Among those who know intimately the importance of building and maintaining trust are Le Moyne alumni Wright Lassiter III ’85, Ryan McMahon ’02 and Cara (Fisher) O’Connor ’09. Their very work depends upon it. As the president and CEO of Henry Ford Health System, Lassiter leads a complex organization comprised of hospitals and medical centers, a health insurance company, retail and pharmacy, a research and medical education enterprise, and one of the nation’s oldest group practices, including a team of more than 1,900 physicians. But more than that, he is responsible for ensuring that the men, women and children who walk into one of Henry Ford’s facilities are confident that they will receive safe, quality, compassionate and life-saving care. In his role as the Onondaga County Executive, McMahon creates and enacts policies whose missions range from combatting poverty, to growing the economy, to developing infrastrucutre.  The decisions he makes materially impact the everyday lives of the county’s more than 460,000 residents. And as the publicity director at Good Morning America and ABC This Week with George Stephanopoulos, O’Connor is part of a team of professionals bringing news and analysis into millions of American homes every week.

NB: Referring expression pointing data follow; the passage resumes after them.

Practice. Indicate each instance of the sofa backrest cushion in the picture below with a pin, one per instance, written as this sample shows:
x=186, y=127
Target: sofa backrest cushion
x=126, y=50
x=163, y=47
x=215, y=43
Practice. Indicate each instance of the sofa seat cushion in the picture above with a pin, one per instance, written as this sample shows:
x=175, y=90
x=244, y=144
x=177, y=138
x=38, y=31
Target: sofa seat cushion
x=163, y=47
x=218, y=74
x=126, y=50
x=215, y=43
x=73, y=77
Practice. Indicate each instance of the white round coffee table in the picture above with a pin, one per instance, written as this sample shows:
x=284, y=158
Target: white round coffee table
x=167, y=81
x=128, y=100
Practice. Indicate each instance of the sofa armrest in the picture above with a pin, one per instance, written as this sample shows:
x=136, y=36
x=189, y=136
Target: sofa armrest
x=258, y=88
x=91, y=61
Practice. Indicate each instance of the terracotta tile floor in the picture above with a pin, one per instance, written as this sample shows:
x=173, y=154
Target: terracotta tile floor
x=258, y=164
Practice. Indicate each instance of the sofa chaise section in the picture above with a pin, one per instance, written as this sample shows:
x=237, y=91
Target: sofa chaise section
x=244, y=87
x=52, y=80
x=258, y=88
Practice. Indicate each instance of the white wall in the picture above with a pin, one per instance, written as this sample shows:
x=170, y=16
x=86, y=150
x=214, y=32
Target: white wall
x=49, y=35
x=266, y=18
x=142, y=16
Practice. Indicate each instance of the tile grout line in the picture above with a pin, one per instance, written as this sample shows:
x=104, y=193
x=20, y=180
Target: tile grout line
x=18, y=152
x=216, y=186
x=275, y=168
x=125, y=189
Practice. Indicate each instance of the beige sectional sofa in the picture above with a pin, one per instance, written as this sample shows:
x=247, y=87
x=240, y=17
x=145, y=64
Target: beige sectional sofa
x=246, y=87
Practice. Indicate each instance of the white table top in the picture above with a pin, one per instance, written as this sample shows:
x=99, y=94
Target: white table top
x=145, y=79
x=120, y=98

She is aware that many of those viewers rely on them for sound, accurate information, information to help them make important decisions for their families.

Each knows that a breach of trust can break almost anything a human being has built, and they have learned ways to cultivate and maintain trust. For Lassiter, this means depoliticizing science, and understanding that medicine has no Democratic, Republican, liberal or conservative bent; it means sharing critical facts and data with the public in ways that are neutral and free from politics. McMahon approaches building and maintaining trust by being transparent about the decisions he has made, particularly difficult ones, and communicating clearly with the public how he arrived at them. And O’Connor has found that consistency and credibility build trust among the members of her audience, as does ensuring that viewers see themselves reflected in news coverage, which is why diversity is so important in her field.

Like McCallum, all three believe that educational institutions like Le Moyne have not just an opportunity but an obligation to help build and repair trust, so that their graduates can go forward and be of service to their communities, whatever vocation they choose. “I am an optimist by nature. I believe that good wins over evil,” Lassiter said. “My sense is that trust may seem to be waning, but there are brighter days ahead.”